# Vintage Allis Chalmers Sno-Bee find!



## GAR (Nov 7, 2014)

So I was cruising the old interweb and came across an ad for a vitage snowblower....Well I was like a hungry fish to a hook, contacted the man and struck a deal right on the phone. He had told me he has owned this machine for 30 years and it has never let him down!.....I was like, "IT RUNS". He said yes it runs great just looks like old junk metal. He had gone on to tell me how powerfull and unbreakable it is because he had once hit a red house brick that was hidden in the snow and the machine threw the brick across the street into his neighbors yard and the machine never even missed a beat....LOL. So then I asked him why he is selling it because he seams to really like it....He I said, "well, I just bought a two stage Honda"...... Ha Ha Ha...Anyways, just wanted to tell you all this story. My plans on this vintage machine will be to restore it as I have done many other machines in the past. I have never seen one of these in person, anyone on this site own one or currently have one chime in and let me know what you think of it and share your picture....Thanks....Gar


----------



## 69ariens (Jan 29, 2011)

It's a simplicity


----------



## Blosumsno (Dec 7, 2016)

That's cool, Here's a youtube vid of one in action ;


----------



## Blosumsno (Dec 7, 2016)

On second thought, it seems to work as well as my modern stuff...and a lot cheaper!


----------



## GAR (Nov 7, 2014)

Wow.....that Video is a great demo. Ya, I am only paying $50 for this one. I pick it up tomorrow so I will report back on its real condition. I very highly doubt it will run like the one in this video but that's the fun in repairing and restoring these old machines. To get them back to working and looking like they did originally.


----------



## 69ariens (Jan 29, 2011)

After watching that video , that thing works a lot better than my reo single stage I bought when I was 15


----------



## Blosumsno (Dec 7, 2016)

Please keep us posted GAR, Are you planning to make it an original runner or thinking of restoring?

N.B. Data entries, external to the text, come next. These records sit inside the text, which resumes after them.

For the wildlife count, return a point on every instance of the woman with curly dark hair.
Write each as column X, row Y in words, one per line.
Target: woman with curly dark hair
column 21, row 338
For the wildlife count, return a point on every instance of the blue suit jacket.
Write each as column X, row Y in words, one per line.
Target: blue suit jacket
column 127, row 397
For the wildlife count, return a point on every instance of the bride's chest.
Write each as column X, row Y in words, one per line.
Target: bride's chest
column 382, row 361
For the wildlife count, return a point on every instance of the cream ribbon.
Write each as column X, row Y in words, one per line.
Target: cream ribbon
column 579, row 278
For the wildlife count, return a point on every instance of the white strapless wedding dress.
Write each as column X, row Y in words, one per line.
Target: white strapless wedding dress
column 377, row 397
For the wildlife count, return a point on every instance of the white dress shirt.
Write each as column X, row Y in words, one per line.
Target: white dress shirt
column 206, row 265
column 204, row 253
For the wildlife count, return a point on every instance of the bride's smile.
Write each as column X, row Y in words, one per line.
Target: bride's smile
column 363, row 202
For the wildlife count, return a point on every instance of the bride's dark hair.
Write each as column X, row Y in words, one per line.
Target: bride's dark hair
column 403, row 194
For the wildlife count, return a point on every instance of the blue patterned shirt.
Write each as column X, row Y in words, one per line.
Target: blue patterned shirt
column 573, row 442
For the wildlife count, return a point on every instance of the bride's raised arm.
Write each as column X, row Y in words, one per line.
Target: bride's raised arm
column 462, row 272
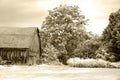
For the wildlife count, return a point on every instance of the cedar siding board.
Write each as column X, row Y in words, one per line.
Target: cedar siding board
column 20, row 45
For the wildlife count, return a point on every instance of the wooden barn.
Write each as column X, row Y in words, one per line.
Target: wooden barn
column 20, row 45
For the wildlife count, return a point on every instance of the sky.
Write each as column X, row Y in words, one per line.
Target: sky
column 31, row 13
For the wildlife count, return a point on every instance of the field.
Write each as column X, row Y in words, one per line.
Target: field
column 52, row 72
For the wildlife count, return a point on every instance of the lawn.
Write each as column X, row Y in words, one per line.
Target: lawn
column 53, row 72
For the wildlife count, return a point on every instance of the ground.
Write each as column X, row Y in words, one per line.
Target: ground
column 52, row 72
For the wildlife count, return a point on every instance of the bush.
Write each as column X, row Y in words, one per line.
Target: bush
column 90, row 63
column 105, row 53
column 87, row 49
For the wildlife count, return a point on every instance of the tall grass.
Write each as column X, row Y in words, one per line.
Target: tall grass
column 89, row 63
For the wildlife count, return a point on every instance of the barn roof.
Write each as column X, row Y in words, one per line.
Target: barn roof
column 13, row 37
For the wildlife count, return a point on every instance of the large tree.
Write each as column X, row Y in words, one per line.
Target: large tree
column 66, row 28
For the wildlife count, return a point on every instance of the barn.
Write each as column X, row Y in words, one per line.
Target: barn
column 20, row 45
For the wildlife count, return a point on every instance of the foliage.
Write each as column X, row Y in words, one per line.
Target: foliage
column 49, row 54
column 104, row 53
column 91, row 63
column 87, row 48
column 64, row 27
column 112, row 33
column 111, row 36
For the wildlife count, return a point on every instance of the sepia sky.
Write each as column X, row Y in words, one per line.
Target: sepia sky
column 30, row 13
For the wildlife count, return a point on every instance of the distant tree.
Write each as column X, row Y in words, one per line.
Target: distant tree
column 65, row 27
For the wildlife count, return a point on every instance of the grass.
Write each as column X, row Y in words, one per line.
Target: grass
column 91, row 63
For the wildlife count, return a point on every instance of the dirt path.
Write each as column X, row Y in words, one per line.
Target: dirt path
column 49, row 72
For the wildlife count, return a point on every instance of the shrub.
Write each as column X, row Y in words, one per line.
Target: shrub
column 105, row 53
column 91, row 63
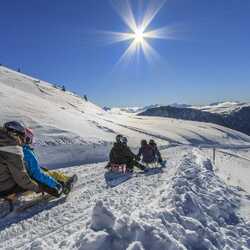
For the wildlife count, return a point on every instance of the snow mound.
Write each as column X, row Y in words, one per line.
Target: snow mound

I personally want to look for an old single stage self-propelled one like a Toro Snow Hound or the like.


----------



## MassSnowblower (Oct 14, 2014)

Neat Snowblower find! They work very well, I have a Simplicity S4 I saved from the trash. It looks very similar to yours except for the engine shrouding. I haven't figured out what year it is yet.


----------



## leonz (Dec 12, 2014)

All the more reason to see Yamaha LTD., open the safe, remove the lock box and double check the serial numbered and certified can of Whoop Ass 
they have and start building a 24 inch single stage walk behind and bring it to the US market.


----------